Estava pendurado na maçaneta da porta:
"Entre sem bater".



Prognóstico


- É que eu ando contando mentiras deslavadas sobre isso tudo. Sobre o que eu sinto e sobre o que eu vejo. Não sinto nada, e por mais que eu tente ver tudo parece só vazio.

- Tudo está diante de você.

- Mas está sempre escuro e eu sempre estou só... A não ser por essa voz que insiste em tentar. Antes ela tinha vida, gritava comigo todos os dias... Depois se tornaram sussurros fracos, mas que sempre me diziam para olhar para frente, mas ainda assim eu não via. Agora são gemidos, ela agoniza pedindo por socorro... Mas tudo ainda está escuro demais e eu não a vejo.

- Não sou terapeuta, e seu problema não é em sua cabeça. São seus olhos, você está quase cego... Talvez você devesse tentar ver isso tudo por uma nova lente.

Eles são cegos.

De toda a perfeição que os olhos não vêem...

Dos olhos vistos tão de perto naquele passado tão recente... Naquele seu sonho do qual foi despertado para esta outra vida. Ele via seu rosto enquanto adormecia. Lia tudo que acontecia através das linhas imaginárias que ele havia criado para aquele momento, enquanto ela oscilava entre o dever e o poder.

Aquele olhar funcionava como um moedor que rasgava e triturava cada pedaço do flagelo que sobrara do seu coração. Onde cada parte viva ainda teimava em bater silenciosamente tentando voltar à dormir.

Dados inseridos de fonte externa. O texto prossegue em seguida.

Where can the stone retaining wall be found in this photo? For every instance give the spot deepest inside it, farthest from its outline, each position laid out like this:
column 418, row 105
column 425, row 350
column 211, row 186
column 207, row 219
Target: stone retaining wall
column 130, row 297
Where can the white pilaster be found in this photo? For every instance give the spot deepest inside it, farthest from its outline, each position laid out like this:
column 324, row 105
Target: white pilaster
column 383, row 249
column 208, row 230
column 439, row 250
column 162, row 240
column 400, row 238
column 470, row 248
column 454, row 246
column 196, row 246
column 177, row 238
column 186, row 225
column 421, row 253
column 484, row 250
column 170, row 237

Ela nunca chegara a ver tão de perto o que tudo seria. Não permitiria tamanha aproximação. Desde que ele havia visto tudo que aconteceria dali em diante, havia ficado cego às demais coisas que só confirmavam que tudo pode mudar... mas o que pode mudar, também pode reverter. Seus olhos ainda não vêem desde o dia em que se olharam... e eles ainda continuam cegos.

Do palco


"Ai meu coração, esse é o ônibus deles, ele está aqui."

Ela dizia enquanto entravam...

Essa poderia, de fato, não passar de mais uma frase das centenas de fãs que existiam daquele lugar, todas agitadas para ver o que para ela era incomumente natural dele. Tantos gritos e olhares como se existisse mesmo uma disputa, onde quem levasse o prêmio, levaria também a fama tão cobiçada.

Nem havia ido aquele lugar para isso, nem sabia que ele, seu pesadelo de cada dia que despertava, estaria lá para assombra-la. O que deveria ser apenas mais uma noite incomum de domingo se tornara algo muito mais sólido, onde cada um de seus movimentos seriam notados pela plateia estranhamente posta em cima do palco e pelo conhecido de sempre que lhe olhava sempre que acreditava no não flagrante.

Ela saíra do seu conforto. De que valeria aquela pulseira - que agora parecia até incomodar, apertando seu pulso, como se devesse mesmo não está ali - quando ela não a faria chegar mais perto dele?

Desceu escoltada pelas amigas que tentavam lhe dar força e fazer tudo aquilo parecer natural. Aguentaria o show, até ele acabar. Dançar, dançar, dançar... Mas nada se comparava ao que ele fazia tão consciente quanto alguém que apunhala pelas costas.

Já havia durado demais, era hora daquilo tudo acabar. Porém faltava aquela música de melodia tão conhecia. Ela não deveria ter feito parte daquele repertório, era lenta demais, caia bem demais. Mas mais uma vez ela foi pega de surpresa, a noite ainda não estava perdida, ela havia ganhado a semana, talvez o mês... o ano?

Ele nem deveria está cantando aquilo, tudo encaixava perfeitamente. Mas como se não bastasse ainda existia aquele outro amigo, aquele que sempre tenta entregar/estragar tudo. Estragar as tentativas de esquece-lo entregando para quem aquela música estava sendo cantada.

"Ahhh..."
As amigas gritavam juntas.

Aquilo foi sim um coração... e foi para ela.